Richard Liger : Les entreprises savent qu'il existe des aides pour l'emploi d'un jeune mais ne savent lesquelles... Nous avons fait une extraction spécifique sur des chiffres que nous n'avons pas habituellement, portant sur les moins de 26 ans (alors que les statistiques de Pôle Emploi prennent en compte les moins de 25 ans, NDLR). En août dernier, dans l'Hérault, l'évolution de la demande d'emploi a augmenté de + 6% dans toutes les catégories par rapport à août 2019, mais de + 11% pour les jeunes de moins de 26 ans. L'impact pour eux est fort car ils arrivent tous d'un coup sur le marché du travail en sortant des écoles ou universités. Il n'y a pas eu de licenciements massifs du fait de la crise Covid dans l'Hérault mais nous avons quand même perdu 7.000 emplois sur un an - alors que nous en avions créé 7.000 en 2019 - car les entreprises n'ont pas licencié mais n'ont plus proposé emplois, notamment ces courts qui permettent aux jeunes d'entrer sur le marché du travail. D'où le plan Jeunes lancé par le gouvernement, avec 3 milliards d'euros sur les offres à l'embauche.
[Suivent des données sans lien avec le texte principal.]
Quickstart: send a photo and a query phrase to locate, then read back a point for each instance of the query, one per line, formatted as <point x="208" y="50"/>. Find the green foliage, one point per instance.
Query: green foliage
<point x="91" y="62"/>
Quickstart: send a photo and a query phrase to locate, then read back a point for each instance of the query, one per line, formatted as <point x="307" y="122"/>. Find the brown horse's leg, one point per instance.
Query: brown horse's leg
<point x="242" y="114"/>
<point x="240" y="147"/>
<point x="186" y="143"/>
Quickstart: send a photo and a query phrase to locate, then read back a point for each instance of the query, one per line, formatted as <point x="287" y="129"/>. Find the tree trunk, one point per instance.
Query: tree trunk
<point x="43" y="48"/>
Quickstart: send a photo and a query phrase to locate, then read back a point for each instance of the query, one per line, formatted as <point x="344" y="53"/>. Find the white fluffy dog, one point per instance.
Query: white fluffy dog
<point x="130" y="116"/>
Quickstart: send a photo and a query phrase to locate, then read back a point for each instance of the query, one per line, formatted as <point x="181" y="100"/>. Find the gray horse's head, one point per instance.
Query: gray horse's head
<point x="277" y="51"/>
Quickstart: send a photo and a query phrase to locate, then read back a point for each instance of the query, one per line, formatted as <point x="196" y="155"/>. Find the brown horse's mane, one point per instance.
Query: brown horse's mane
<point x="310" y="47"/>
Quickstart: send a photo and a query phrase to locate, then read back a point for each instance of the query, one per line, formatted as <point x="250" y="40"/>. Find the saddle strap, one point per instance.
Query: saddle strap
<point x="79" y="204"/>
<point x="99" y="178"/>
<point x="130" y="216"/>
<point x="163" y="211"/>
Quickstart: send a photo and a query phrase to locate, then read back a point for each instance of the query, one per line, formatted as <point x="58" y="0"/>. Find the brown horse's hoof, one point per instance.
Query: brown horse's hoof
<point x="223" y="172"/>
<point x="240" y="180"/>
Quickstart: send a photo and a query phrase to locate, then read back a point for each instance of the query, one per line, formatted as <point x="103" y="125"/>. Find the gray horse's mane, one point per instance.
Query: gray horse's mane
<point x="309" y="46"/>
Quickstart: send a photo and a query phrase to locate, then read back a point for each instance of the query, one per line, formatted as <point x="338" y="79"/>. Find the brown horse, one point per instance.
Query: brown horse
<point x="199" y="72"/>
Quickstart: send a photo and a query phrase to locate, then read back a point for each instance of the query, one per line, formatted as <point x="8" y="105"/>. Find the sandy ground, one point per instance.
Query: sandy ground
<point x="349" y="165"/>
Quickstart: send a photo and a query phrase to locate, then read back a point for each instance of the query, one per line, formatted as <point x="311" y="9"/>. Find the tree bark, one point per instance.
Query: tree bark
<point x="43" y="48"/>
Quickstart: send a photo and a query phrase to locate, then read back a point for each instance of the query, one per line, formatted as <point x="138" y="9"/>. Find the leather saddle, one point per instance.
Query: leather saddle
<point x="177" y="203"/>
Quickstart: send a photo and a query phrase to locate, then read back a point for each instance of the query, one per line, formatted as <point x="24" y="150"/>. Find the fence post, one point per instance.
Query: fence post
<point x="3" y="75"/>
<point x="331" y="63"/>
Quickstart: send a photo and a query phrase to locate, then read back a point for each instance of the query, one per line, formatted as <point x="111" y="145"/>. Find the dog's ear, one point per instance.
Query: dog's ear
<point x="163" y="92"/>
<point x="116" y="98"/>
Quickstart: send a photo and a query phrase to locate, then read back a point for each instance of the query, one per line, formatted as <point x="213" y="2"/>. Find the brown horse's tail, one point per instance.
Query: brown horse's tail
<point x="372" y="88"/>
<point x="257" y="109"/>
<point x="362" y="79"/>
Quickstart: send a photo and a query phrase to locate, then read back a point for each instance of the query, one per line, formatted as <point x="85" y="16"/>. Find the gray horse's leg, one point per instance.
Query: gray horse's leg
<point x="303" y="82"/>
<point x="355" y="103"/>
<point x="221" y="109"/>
La Tribune : Quelle mesure a-t-elle été spécifiquement créée pour répondre à la situation actuelle ?
Ève Deloffre : Il s'agit d'une aide à l'embauche de 4.000 euros. Elle est conçue pour toucher les jeunes qui sortent du système scolaire avec leur diplôme mais aussi ceux qui ont décroché et sont sortis sans diplôme. Cette mesure est donc sans critère pour un jeune de moins de 26 ans. L'entreprise reçoit une compensation de charges de 4.000 euros durant la première année pour l'embauche d'un jeune en CDI ou CDD avec une durée minimum de trois mois - auquel cas l'aide est proratisée - entre 1e aout 2020 et 31 janvier 2021. Et on applique un principe inhabituel de rétroactivité durant 4 mois. Les demandes d'aide sont à adresser par le chef d'entreprise à l'Agence de services et de paiement via une plateforme de téléservice ouverte à compter du 1er octobre 2020.